Puisi-puisi Yuditeha
Yuditeha, Selain dikenal sebagai cerpenis juga seniman yang senang menggubah puisi dalam nyanyian atau yang kita kenal sebagai musikalisasi puisi. Karyanya telah banyak menghiasi media massa baik cetak atau daring. Buku Puisinya Hujan Menembus Kaca (Kekata, 2017), dan Air Mata Mata Hati (Kekata, 2017). Aktif di Sastra Alit Surakarta, dan Pendiri Kamar Kata Karanganyar.
Surat Undangan Perkawinan yang Telah Kuterima Tujuh Bulan Sebelumnya
: mutsyama
Lama sekali kau akan berada dalam pingitan.
Matamu yang berbinar akan menemui tantangan.
Debu yang nakal akan mencarimu, berpesta-pora menggodamu.
Menguji seberapa kau kukuh pada pilihan yang belum menjadi milikmu.
“Aku memang tak pernah memilikinya. Aku hanya meminjam ia kepada kehidupan,” katamu.
Kau menganut kesempurnaan tak mungkin teraih, tapi kau juga meyakini sedikit kebahagiaan akan kau miliki dan itu cukup.

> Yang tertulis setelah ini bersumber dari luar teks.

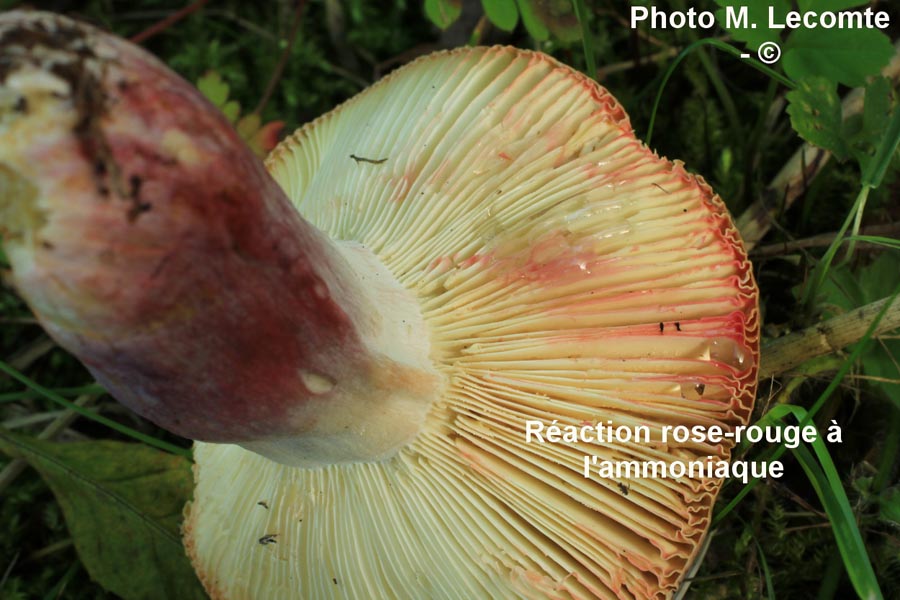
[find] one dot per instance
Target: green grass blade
(586, 40)
(686, 52)
(878, 166)
(825, 480)
(123, 429)
(824, 265)
(767, 573)
(93, 389)
(778, 451)
(877, 240)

Kau mengatakan, aku memang bukan siapa-siapa tapi kau merasa perlu berkabar karena ada sandaran yang tampak samar di sepanjang pertalian dan kau merasa hal itu berarti.

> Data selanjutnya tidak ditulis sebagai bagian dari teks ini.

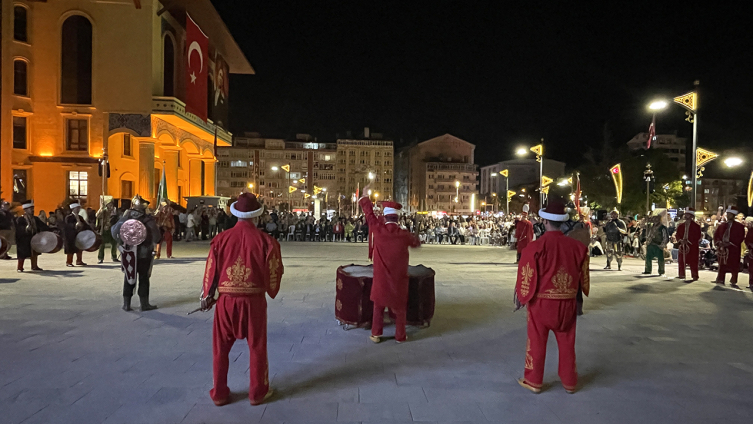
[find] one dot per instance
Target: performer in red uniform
(551, 271)
(390, 254)
(243, 265)
(728, 240)
(523, 233)
(749, 245)
(688, 236)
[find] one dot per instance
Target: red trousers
(377, 323)
(558, 316)
(236, 318)
(167, 237)
(731, 265)
(690, 259)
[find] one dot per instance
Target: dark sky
(497, 74)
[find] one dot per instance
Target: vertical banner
(197, 69)
(219, 101)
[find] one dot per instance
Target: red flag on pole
(197, 69)
(651, 132)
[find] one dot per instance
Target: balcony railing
(174, 106)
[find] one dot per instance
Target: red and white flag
(651, 133)
(197, 69)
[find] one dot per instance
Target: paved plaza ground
(650, 350)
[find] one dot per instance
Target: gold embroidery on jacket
(209, 270)
(238, 274)
(526, 273)
(529, 358)
(562, 290)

Kau pernah kujadikan tokoh ceritaku.
Tokoh mulia tapi mati.
Kau terbahak, mungkin menyetujui.
Menyetujui kematian memang bukan barang langka.
Kau tidak marah.
Karena kematian kau anggap bukan kriteria sebuah kekalahan.
Kematian adalah keabadian.
Kau mengatakan tak mau menerima kado dariku, karena kado adalah virus ganas yang dapat merusak ketulusan.
Aku ingin datang tidak dengan tangan kosong.
Lantas kau memberiku sebuah tantangan dan kau menganggap tantangan itu vitamin.
Kau memintaku untuk membuat puisi yang dapat diterbitkan di media tertinggi: keikhlasan.
Kita Satu
: layla
Satu titik.
Satu pertalian, yakin satu.
Disuarakan dengan nada termanis dan dapat kudengar melewati batas pulau-pulau.
Aku melihat dalam pikiran, kerudung hijaunya menawarkan keleluasaan.
Di pagi hari, sebelum menguji diri, matahari telah memberinya kesempatan.
Di malam hari ia siap menjadi jembatan penyeberangan karena sebentar lagi radio akan menyiarkan lagu-lagu kerabat illahi.
Di luar sana ada banyak kepura-kepuraan, mengumbar puji sembari menamcapkan belati.
Perang kapan saja bisa terjadi, memenggal napas atas nama kesucian.
Ia hadir sebagai contoh bahwa keyakinan yang dirindukanNya adalah pertalian.
Satu itu saja sebagai bentuk penguasaan diri bahwa manusia saling berkaitan.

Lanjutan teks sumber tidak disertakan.